In the fall of 1991, the New York Theatre Workshop presented the American premiere of Mad Forest, Caryl Churchill’s 1990 play about the Romanian Revolution, at the Greenwich Village Perry Street Theatre. The production, directed by Mark WingDavey, was provocative in its strategies of audience address. Denied the comfort and invisibility of conventional modern spectatorship, the audience was made to share the physical demands to which the play’s characters are subject. Wing-Davey and his set designer made resourceful use of the intimate seating of the Perry Street Theatre: uncomfortable chairs and benches comprised the front row, and these were extended into the rubble that surrounded the edge of the stage (by the end of the play, several spectators were sitting on the floor amid this rubble). The radio music in the first scene was turned up to a painfully high decibel level, and the continual lighting of cheap cigarettes subjected the audience to a cloud of acrid smoke. As Wing-Davey explained in a discussion following the performance, Mad Forest deals with the physical and cognitive discomforts involved in encountering a society as removed as that of Romania.
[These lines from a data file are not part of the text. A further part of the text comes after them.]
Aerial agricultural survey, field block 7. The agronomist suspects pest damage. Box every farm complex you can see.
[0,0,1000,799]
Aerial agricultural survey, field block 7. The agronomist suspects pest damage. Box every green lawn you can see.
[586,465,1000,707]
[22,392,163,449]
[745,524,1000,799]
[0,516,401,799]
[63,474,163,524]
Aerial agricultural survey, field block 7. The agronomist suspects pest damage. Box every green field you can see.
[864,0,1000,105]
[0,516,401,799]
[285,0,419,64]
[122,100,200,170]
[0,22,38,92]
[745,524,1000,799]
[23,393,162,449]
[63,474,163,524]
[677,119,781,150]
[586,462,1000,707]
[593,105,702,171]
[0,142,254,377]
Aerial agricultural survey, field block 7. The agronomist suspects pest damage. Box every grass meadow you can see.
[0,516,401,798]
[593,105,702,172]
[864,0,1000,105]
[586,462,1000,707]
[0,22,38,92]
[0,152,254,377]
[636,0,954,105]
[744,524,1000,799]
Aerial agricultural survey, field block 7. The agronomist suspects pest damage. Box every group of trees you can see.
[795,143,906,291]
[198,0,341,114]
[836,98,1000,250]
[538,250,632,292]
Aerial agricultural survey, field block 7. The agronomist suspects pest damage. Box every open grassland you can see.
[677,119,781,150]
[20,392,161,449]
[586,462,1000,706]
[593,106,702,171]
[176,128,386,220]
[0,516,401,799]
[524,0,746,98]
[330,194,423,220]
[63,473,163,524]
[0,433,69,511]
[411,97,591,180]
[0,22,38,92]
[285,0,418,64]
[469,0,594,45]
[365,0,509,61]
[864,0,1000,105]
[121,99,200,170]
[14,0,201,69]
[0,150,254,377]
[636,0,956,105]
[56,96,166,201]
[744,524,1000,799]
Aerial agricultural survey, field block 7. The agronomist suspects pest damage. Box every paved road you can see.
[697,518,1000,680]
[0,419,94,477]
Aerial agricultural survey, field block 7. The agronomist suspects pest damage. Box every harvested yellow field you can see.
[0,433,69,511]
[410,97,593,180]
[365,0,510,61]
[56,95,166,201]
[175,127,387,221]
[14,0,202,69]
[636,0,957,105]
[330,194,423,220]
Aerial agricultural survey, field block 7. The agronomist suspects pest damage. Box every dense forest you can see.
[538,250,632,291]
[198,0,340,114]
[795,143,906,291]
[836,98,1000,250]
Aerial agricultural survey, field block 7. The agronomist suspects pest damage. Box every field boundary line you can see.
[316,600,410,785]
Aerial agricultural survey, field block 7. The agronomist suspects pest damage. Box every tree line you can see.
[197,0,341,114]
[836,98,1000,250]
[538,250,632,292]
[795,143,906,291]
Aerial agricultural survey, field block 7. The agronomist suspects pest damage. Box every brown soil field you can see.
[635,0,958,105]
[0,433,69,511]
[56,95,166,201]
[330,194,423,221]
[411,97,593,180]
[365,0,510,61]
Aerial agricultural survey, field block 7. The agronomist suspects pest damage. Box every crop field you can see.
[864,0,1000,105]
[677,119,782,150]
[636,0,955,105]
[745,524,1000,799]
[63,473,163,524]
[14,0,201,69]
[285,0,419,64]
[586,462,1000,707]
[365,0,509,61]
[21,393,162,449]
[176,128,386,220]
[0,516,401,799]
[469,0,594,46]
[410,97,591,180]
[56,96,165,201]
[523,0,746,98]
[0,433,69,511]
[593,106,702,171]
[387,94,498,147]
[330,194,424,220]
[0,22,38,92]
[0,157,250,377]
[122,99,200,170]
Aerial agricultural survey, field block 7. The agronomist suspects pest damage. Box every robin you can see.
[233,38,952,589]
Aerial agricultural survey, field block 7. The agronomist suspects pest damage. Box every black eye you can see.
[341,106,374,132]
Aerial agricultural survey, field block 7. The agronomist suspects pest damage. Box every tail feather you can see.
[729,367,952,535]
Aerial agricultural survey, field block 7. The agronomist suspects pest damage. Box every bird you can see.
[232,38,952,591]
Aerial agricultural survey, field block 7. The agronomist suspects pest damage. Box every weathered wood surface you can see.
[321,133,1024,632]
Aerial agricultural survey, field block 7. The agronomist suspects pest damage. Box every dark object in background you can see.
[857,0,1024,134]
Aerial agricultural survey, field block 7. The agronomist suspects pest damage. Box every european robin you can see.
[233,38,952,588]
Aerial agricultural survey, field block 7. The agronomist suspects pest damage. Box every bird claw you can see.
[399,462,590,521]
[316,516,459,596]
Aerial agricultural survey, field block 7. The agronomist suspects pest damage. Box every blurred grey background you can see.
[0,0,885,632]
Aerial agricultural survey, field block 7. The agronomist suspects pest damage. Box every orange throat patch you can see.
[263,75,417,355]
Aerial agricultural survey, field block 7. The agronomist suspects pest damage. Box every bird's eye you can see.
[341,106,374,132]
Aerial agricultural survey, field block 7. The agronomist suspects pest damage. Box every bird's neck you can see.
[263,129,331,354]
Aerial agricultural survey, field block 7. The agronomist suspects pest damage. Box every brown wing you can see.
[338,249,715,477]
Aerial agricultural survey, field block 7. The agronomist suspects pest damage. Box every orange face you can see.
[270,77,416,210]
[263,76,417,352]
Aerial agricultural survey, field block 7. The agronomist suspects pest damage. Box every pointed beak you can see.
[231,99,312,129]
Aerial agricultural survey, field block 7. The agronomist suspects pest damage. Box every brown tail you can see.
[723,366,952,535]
These strategies for physicalizing reception paralleled the text’s concern with the linguistic barriers to this kind of intercultural contact: Churchill specifies that each scene in Acts 1 and 3 opens with a subtitle spoken in Romanian, then English, then Romanian again, as if even the drama itself must contend with the cumbersome mediation of language texts and phrase books. The accentuation of Churchill’s audience address in terms of the sights, sounds, smells, and environmental tactility of performance reflects the modern theatre’s expanding preoccupation with the theatrical sensorium and its multiple experiential channels. One thinks of Marinetti’s Futurist theatre, which sought to transform the theatrical auditorium into a space of sensory dynamism and exchange. Seeking the precursors of this theatre, Marinetti celebrated the Variety Theatre for its reliance on “swift actuality” (Marinetti 1971: 116) and for its generation of what he termed the “Futurist marvelous” (117). The marvelous is characterized by sensory invasion, the subversion of intellect by “body-madness” (120). Marinetti proclaimed “the new significations of light, sound, noise, and language, with their mysterious and inexplicable extensions into the least-explored part of our sensibility” (117). At every turn,
in other words, the Futurist theatre should activate the spectator’s sensory reflexes. In words that anticipate the expanded mise en scène of Wing-Davey’s Mad Forest, Marinetti writes:
The Variety Theatre uses the smoke of cigars and cigarettes to join the atmosphere of the theatre to that of the stage. And because the audience cooperates in this way with the actors’ fantasy, the action develops simultaneously on the stage, in the boxes, and in the orchestra.